La mention "faible teneur
en matières grasses" signifie que le produit contient moins de 3g de matières
grasses/100g (ou 1,5g/ 100ml). "Sans matières grasses", pas plus de 0,5g/100g
(ou 100ml).
Pour les matières grasses tartinables, un beurre (ou une
margarine) standard contient plus de 80% de matières grasses. Un beurre "allégé"

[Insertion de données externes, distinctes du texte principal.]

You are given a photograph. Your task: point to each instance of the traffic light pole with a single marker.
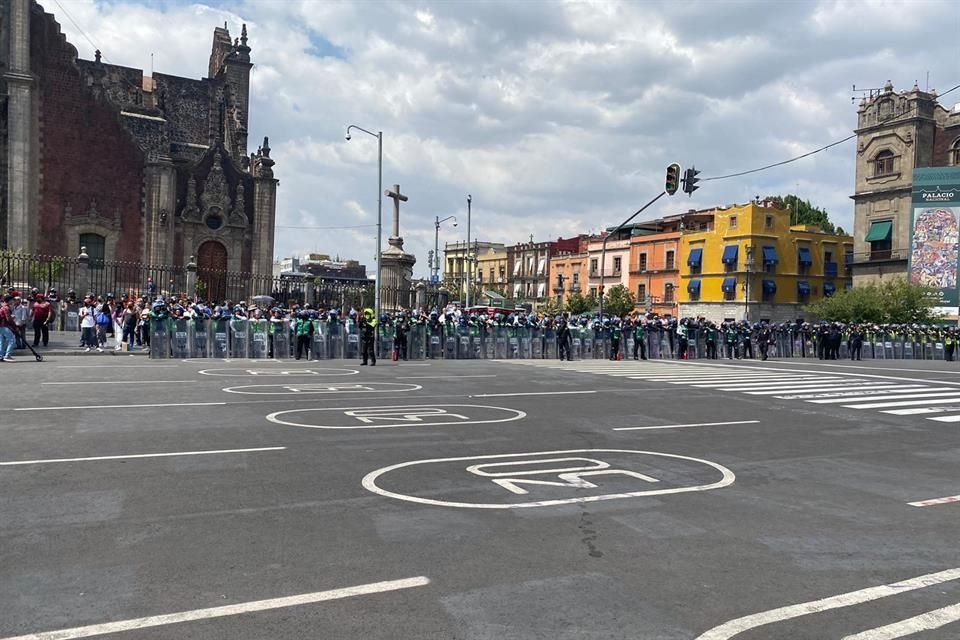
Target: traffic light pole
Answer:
(603, 250)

en contiendra entre 41 et 62%. «Faible teneur en matières grasses» : entre 39 et
41%.
Mais il faut savoir que les matières grasses donnent surtout une
texture et du goût aux aliments. Si on les enlève, pour préserver la texture et
un minimum de goût, il faut les remplacer par autre chose. Cela peut être de
l'eau (exemple margarine et beurre), de l'air (crème glacée, mousse) mais plus
souvent (plats cuisinés, mayonnaise, sauces, desserts etc) on les remplace par
…des sucres! Donc on augmente la quantité de glucides!
Quant aux produits
naturellement riches en gras tels que les chips, il n'y a pas grand-chose à
faire, ils restent gras. Les chips «light» contiennent presque autant de
calories que les normales : 493kcal/100g contre 557kcal/100g. Donc manger un
paquet de chips light pour maigrir ou pour ne pas grossir n'est rien d'autre
qu'une vue de l'esprit, surtout si on mange deux paquets en se disant que c'est
du light.
Pour vraiment perdre
du poids, désolée mais il n'y a pas de miracles, vous n'échapperez pas à un
régime adapté à votre morphologie, à une nourriture saine et équilibrée et à de
l'exercice physique. Le fait que les produits soient "allégés" est censé réduire
leur apport calorique. Mais le problème est que, souvent, on en mange plus,
justement parce que c'est "léger". C'est l'effet classique du light : il
déculpabilise et du coup on se laisse aller. "Comme c'est du camembert light, je
peux le manger en entier". Maigrir? A ce rythme, on pourrait même obtenir
l'effet inverse… D'ailleurs, on remarquera avec ironie que les plus gros
consommateurs de produits "light" sont les Etats-Unis qui affichent aussi le
plus gros nombre d'obèses.
Pour s'en sortir il faut lire attentivement
les étiquettes, prendre le produit allégé et le produit standard et comparer le
nombre de calories, la quantité de sucre (glucides) et la quantité de graisses
(lipides).
Et finalement, est-ce que le plus simple ne serait pas de
manger des produits normaux mais en en contrôlant les quantités?